Re: [Lxr-dev] Status of this project?
Brought to you by:
ajlittoz
|
From: Paul S. <ps...@ne...> - 2007-03-22 20:13:09
|
On Thu, 2007-03-22 at 20:30 +0100, Jan-Benedict Glaw wrote:
> What may be different is the way to get the newly auto-generated
> number back again.
Yes, this is what I meant.
> But since the INSERT pathes aren't time-critical, we'd just allow to
> SELECT for the value instead of playing tricks to get it.

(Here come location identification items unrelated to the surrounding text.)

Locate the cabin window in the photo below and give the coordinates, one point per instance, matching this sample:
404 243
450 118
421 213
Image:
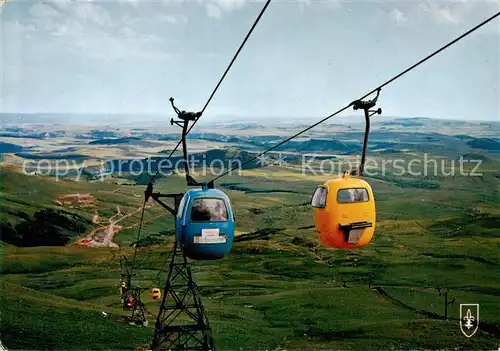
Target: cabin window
209 210
319 197
353 195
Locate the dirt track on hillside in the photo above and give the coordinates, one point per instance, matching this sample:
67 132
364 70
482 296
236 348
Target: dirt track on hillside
106 230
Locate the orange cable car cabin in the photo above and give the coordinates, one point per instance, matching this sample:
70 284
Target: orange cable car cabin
156 293
344 212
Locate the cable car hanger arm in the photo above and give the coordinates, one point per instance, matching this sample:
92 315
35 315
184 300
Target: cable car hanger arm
183 122
156 196
366 106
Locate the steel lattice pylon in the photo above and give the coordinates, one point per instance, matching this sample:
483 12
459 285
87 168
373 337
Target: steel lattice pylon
181 323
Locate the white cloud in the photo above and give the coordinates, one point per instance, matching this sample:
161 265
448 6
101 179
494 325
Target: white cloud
452 12
213 11
170 18
398 16
216 8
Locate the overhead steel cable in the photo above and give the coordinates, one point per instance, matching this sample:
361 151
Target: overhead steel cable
222 78
367 94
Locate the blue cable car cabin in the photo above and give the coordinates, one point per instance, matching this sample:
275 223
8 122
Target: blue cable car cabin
204 224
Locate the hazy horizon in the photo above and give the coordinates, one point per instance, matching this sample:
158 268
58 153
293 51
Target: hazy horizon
305 58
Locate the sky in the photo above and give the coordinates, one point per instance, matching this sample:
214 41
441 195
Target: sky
305 59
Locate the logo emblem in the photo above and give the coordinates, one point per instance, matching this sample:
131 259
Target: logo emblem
469 319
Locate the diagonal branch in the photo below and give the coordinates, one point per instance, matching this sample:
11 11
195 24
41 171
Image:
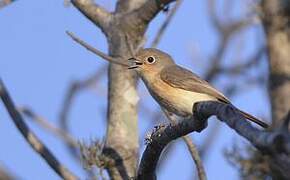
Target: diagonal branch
93 12
191 147
275 143
165 24
149 10
95 51
31 138
65 136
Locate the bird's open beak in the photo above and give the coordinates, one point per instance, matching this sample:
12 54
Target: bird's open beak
134 63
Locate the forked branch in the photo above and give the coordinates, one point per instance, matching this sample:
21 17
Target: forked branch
274 143
31 138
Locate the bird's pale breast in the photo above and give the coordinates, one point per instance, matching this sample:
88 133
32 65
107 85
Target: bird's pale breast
175 100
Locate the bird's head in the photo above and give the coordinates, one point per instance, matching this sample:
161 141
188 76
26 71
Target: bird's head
150 62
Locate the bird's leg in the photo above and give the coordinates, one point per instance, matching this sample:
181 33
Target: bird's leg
200 119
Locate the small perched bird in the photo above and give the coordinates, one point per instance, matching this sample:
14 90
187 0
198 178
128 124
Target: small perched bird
175 88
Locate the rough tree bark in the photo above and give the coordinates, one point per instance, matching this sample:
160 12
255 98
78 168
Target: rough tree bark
276 19
123 28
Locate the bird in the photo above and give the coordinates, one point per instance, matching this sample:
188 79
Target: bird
176 89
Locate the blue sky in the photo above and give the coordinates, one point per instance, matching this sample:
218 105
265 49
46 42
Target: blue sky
38 61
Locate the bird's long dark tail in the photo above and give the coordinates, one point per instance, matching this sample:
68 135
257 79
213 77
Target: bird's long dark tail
253 119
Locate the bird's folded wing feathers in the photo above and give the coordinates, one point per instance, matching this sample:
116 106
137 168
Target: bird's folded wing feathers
182 78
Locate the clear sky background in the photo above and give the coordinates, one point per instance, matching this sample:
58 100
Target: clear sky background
38 61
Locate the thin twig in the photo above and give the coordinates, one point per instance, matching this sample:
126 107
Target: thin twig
31 138
74 88
165 24
95 51
274 143
51 128
192 149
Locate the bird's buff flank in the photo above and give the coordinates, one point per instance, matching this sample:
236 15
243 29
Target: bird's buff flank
176 89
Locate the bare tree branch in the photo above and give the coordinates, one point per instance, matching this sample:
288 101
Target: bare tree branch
165 24
74 88
93 12
48 126
31 138
149 10
275 143
95 51
191 147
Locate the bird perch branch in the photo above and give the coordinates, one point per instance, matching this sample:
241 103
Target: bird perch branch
275 143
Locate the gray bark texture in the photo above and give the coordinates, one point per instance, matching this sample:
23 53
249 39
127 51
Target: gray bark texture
276 19
124 30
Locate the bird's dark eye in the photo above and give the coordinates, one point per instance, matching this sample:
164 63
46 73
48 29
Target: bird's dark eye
151 59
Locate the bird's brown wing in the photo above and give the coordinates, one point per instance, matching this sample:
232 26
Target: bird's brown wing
179 77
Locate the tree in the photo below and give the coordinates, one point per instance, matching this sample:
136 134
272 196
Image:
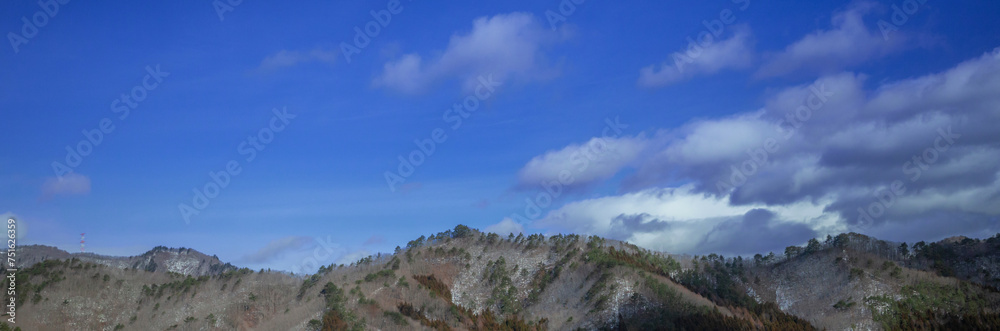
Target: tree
461 231
813 246
792 251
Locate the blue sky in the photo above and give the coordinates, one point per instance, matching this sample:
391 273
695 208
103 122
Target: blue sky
688 114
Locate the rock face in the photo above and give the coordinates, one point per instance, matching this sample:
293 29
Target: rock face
183 261
464 279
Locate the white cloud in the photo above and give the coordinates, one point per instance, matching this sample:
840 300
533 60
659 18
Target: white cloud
354 256
286 58
593 161
680 220
849 42
69 184
838 145
733 53
506 46
505 227
277 248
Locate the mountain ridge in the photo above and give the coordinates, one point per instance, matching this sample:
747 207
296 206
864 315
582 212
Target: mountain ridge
465 279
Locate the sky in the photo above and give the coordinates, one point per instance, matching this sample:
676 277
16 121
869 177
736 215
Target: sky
289 136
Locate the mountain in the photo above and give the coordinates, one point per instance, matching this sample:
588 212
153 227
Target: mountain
465 279
184 261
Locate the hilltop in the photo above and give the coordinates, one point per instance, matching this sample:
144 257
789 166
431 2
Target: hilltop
465 279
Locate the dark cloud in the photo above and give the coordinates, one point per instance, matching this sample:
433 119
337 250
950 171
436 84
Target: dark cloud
625 226
758 231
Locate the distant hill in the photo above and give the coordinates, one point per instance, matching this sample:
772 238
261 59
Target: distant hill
184 261
465 279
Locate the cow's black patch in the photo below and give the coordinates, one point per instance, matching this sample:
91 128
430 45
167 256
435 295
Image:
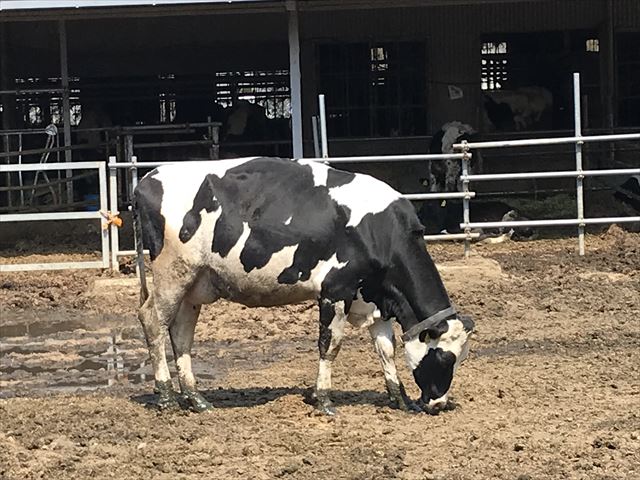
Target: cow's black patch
280 204
337 178
434 373
148 203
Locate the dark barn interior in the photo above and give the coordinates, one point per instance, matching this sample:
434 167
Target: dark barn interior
392 76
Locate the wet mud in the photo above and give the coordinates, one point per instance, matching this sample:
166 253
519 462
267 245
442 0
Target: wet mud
551 388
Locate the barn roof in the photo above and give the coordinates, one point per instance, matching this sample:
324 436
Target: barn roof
51 4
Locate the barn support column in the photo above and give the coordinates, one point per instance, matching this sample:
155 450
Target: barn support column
294 78
66 104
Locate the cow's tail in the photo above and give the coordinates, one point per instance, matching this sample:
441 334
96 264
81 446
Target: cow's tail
137 233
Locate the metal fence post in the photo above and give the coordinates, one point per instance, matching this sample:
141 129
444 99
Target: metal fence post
579 177
104 205
323 126
113 207
465 199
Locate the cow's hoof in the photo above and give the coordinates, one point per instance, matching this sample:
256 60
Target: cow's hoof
407 406
327 408
167 399
196 402
325 405
400 400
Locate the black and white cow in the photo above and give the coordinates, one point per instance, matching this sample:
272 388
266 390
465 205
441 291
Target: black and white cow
444 175
271 231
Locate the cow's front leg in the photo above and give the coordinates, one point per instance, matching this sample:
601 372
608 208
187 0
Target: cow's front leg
155 331
181 332
332 320
384 342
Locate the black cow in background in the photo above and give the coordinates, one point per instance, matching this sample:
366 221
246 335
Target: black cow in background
628 194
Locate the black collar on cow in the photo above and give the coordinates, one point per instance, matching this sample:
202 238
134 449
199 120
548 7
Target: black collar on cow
428 322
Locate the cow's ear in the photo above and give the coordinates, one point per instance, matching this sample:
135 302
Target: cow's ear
433 332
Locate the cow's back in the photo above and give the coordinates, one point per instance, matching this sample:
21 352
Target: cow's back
266 230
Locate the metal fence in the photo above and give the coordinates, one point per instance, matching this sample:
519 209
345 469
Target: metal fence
57 216
579 174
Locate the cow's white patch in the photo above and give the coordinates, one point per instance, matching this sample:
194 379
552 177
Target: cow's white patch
454 340
382 333
363 195
320 171
414 350
363 314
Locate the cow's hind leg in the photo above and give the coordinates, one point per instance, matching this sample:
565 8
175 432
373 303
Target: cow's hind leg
332 321
154 324
181 332
384 342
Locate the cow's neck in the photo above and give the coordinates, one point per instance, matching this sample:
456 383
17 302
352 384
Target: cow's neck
418 294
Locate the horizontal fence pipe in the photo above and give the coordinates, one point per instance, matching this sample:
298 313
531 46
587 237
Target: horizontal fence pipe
40 186
551 223
35 217
34 167
389 158
30 267
450 236
140 164
129 253
181 143
383 158
549 141
39 151
560 174
438 196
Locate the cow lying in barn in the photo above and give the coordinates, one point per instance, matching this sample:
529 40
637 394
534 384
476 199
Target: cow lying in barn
445 216
270 231
520 108
444 175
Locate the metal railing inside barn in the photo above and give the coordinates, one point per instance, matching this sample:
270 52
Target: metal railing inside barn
466 194
579 174
56 216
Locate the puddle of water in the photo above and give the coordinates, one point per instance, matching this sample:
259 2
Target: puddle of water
111 353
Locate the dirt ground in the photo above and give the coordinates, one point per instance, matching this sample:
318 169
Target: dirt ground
551 388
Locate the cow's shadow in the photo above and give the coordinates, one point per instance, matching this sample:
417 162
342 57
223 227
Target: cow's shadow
251 397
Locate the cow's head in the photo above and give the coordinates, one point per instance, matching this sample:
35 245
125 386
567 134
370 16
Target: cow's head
434 355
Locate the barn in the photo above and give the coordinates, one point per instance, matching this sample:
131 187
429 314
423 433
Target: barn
550 386
392 73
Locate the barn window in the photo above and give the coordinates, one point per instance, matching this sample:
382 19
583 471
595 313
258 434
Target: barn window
628 55
374 89
494 71
533 73
592 45
267 88
167 98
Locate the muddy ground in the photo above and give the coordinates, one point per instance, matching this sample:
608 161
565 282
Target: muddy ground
551 389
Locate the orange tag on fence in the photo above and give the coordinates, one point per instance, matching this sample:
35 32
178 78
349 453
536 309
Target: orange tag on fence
111 219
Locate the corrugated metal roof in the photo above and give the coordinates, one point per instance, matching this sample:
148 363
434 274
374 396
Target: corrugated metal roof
52 4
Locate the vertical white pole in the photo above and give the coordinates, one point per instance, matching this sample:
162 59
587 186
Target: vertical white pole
323 127
113 207
465 200
316 136
580 178
104 205
294 79
66 103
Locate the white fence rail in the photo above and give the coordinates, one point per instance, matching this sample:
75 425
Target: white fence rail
56 216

Hm. Interesting idea. I'm not so sure they aren't time-critical. They
don't impact the web user of course, but genxref does take a while to
index stuff already :).
I had two other performance-related ideas:
Genxref performance improvement:
Especially when adding a new release, genxref can be very slow. I think
it's because of all the indexing that goes on, and the DB re-indexes
after every insert. A common method of adding a lot of data to an SQL
DB is to put the commands into a file, then load the file all at once
with indexing disabled, then re-index everything at the end. I know
both MySQL and Postgres support this model (although most likely it's
accomplished in different ways) although I've not investigated it
thoroughly.
So, my idea was changing genxref to do this: instead of adding things to
the DB one at a time, it would write out the statements to a file and at
the end, import that file with indexing disabled.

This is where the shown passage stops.